Computer Game #11: “Myst” (1993)
One of Steve Jobs biggest mistakes was downplaying games on the Macintosh. He and Apple wanted the Mac to be a “serious” machine, and because games were for kids, they poo-pooed add-ons like joysticks, or aggressive support for game programmers. Mac’s superior graphics were supposed to be for important things like art & business, not silly games.
Of course games, as it turned out, would become one of THE biggest businesses, and the driving force for PC hardware and software development. That was driven home when Myst — originally a Mac-only release — became the biggest selling computer game of its time. CD-ROMs had been available for computers for years, but high prices and slow speeds made them unappealing to consumers; “Myst” actually helped drive sales of CD readers and became the ‘killer app’ the industry had been looking for.
On top of that, it truly was a new genre of game — the interactive puzzle mystery. It’s ambiance and logistical challenges could pull you in for hours, as you are given a strange book that can transport you to any time or age — but only if you first solve the mystery of the abandoned island you find yourself on. There are no missions, no levels, no blowing anything up: exploring the island and figuring out how everything works (and what happened to the people there) was the whole game.
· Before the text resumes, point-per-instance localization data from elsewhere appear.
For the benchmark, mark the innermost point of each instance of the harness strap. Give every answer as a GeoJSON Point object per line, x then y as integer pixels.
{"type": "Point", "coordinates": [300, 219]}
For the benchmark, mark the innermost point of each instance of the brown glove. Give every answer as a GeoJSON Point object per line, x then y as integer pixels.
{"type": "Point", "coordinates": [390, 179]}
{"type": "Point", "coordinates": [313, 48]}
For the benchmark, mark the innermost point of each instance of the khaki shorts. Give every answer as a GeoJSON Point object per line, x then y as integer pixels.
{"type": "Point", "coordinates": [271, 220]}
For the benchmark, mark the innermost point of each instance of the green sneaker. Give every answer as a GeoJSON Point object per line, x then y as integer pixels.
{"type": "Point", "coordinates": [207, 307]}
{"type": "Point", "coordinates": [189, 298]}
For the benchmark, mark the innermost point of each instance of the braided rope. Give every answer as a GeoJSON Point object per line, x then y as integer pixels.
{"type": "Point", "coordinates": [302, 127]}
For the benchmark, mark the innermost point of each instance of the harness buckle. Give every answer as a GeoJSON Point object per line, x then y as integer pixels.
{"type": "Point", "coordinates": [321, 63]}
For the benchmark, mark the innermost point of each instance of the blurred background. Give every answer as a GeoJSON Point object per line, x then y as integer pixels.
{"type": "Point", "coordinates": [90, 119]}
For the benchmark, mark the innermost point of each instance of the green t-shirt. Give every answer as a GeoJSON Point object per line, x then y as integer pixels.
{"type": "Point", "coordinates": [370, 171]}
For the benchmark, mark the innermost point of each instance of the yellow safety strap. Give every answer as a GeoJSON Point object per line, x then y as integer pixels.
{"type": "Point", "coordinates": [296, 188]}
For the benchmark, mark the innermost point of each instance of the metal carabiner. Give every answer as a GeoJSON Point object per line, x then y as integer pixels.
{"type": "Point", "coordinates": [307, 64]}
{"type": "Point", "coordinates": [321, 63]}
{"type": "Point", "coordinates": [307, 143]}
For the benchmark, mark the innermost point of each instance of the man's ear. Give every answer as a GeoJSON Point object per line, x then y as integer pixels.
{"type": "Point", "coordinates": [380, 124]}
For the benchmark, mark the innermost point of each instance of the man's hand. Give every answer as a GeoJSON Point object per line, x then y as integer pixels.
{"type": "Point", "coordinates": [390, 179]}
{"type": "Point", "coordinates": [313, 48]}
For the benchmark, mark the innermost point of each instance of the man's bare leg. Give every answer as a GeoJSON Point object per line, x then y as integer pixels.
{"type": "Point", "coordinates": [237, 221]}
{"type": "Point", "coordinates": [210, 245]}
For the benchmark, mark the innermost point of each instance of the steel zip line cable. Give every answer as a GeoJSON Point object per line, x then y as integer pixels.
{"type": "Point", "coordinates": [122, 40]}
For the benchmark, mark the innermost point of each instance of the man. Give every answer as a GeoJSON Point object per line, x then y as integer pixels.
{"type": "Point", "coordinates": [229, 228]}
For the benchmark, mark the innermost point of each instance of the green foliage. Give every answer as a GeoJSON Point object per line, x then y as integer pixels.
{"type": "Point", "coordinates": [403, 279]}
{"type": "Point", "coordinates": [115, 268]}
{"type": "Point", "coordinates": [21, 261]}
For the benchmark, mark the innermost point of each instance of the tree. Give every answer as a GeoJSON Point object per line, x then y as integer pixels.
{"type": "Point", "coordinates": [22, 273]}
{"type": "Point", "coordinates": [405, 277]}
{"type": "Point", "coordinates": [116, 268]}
Myst is so popular it outlived the CD-ROM (and the compact disc!) and is now available for smart phones and tablets. There are even animated 3-D updates of the original, but part of the charm is the (now) simple yet beautifully rendered graphics. And no matter which version or platform you choose, be sure to wear headphones while playing — the moody sounds and music that surround you are key to getting lost in this imaginary realm.
“Myst” really is all that, and 20 years after its release, it is still an almost mystical experience worth pursuing.